Desde el mundo del videojuego, y este si me parece un precedente más relevante de mencionar, la reflexión en torno a la ilusión de control del formato interactivo se ha movido en una dimensión más profunda. The Stanley Parable (Davey Wreden, 2011), por ejemplo, lograba cuestionar la posibilidad del libre albedrío en el videojuego a través de la presencia de un narrador desconfiable que nos hace repensar la figura del programador como una deidad, un autor o una máquina, sin dejar respuestas claras al respecto.

Bandersnatch necesita, en cambio, referir a lo novedoso de su formato en cada escena. Con la corrección formal que posee la serie –además de algunos usos interesantes del CGI, Black Mirror presenta poca audacia audiovisual por lo general–, Bandersnatch busca profundizar el dialogo que la serie ha tenido con el videojuego presentando una versión limitada de su interactividad.

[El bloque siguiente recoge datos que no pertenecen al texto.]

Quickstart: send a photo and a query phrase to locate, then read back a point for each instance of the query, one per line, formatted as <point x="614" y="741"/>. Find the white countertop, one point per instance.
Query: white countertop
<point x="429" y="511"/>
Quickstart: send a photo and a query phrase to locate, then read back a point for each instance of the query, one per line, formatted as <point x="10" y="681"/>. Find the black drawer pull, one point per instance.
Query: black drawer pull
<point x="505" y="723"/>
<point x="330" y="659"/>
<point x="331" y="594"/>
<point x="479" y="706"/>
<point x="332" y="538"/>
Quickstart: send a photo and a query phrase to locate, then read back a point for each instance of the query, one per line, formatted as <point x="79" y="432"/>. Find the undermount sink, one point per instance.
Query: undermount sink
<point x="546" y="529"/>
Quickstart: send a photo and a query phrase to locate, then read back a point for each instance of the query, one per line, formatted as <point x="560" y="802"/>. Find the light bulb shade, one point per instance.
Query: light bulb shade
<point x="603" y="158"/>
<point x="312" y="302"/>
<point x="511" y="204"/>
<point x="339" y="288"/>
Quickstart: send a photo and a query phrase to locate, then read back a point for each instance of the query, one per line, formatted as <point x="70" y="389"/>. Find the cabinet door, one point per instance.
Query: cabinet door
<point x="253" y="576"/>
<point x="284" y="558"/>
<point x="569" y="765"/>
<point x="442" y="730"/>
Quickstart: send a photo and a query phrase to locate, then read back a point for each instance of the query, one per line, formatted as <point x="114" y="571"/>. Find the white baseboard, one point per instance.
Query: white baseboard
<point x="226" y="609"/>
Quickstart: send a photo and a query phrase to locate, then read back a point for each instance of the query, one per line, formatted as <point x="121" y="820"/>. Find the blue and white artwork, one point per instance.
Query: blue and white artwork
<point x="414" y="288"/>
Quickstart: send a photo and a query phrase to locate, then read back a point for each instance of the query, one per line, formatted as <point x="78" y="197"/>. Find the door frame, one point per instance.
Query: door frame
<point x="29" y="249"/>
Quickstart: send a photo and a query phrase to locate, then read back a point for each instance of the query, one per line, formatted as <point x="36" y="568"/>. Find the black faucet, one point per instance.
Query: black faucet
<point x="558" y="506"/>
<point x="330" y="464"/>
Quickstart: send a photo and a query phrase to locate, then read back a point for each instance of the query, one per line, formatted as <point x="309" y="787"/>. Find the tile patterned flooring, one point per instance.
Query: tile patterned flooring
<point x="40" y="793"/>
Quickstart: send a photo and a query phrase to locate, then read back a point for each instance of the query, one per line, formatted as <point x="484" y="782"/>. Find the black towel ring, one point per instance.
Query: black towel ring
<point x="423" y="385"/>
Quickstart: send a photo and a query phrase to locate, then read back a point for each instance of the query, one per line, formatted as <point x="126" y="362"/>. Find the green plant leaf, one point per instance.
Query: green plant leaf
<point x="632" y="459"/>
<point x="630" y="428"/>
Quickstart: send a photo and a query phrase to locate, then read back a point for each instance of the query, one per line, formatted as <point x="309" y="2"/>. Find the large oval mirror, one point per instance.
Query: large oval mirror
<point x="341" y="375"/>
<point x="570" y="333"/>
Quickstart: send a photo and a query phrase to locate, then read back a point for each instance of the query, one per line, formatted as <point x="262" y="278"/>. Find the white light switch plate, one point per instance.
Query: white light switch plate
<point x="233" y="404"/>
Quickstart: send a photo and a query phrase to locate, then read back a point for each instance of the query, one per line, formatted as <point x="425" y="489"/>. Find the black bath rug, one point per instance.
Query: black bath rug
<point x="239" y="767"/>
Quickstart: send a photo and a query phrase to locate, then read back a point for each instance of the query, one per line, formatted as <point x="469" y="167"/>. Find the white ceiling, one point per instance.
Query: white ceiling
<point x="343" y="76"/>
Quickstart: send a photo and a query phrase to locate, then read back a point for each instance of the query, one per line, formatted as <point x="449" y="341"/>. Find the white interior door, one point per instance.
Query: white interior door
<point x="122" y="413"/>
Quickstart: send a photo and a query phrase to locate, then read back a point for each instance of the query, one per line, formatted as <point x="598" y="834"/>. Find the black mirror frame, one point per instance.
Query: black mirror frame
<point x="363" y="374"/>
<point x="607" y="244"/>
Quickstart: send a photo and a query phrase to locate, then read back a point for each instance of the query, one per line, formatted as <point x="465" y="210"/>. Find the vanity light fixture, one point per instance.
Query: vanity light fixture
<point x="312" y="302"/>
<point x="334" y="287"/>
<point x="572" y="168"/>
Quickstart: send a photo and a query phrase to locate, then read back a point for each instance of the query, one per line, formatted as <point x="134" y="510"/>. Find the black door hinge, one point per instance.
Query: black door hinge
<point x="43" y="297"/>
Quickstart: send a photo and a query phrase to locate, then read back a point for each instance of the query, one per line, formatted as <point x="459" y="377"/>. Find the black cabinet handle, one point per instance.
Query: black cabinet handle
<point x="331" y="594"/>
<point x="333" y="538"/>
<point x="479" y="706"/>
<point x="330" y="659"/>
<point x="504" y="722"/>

Cada vez que la película te encarrila nuevamente en la dirección correcta, recordamos que su lenguaje es, sobre todo, el de una película lineal, a pesar de contener algunas ramificaciones. Si el formato híbrido busca abrir nuevos caminos narrativos, sus limitantes y diálogos terminan por crear una variación de la experiencia del visionado más apático. En Bandersnatch no estamos ante una reflexión del nuevo estatuto del espectador emancipado -ahora convertido en usuario-, sino ante un nuevo llamado industrial a la pasividad.

 

Nota comentarista: 3/10

Título original: Black Mirror: Bandersnatch. Dirección: David Slade. Guión: Charlie Brooker. Fotografía: Aaron Morton, Jake Polonsky. Montaje: Tony Kearns. Reparto: Fionn Whitehead, Will Poulter, Asim Chaudhry, Craig Parkinson, Alice Lowe, Tallulah Haddon, Jonathan Aris, Paul Bradley, Alan Asaad, Suzanne Burden, Jeff Minter. País: Reino Unido. Año: 2018. Duración: variable (90 minutos en la versión por defecto).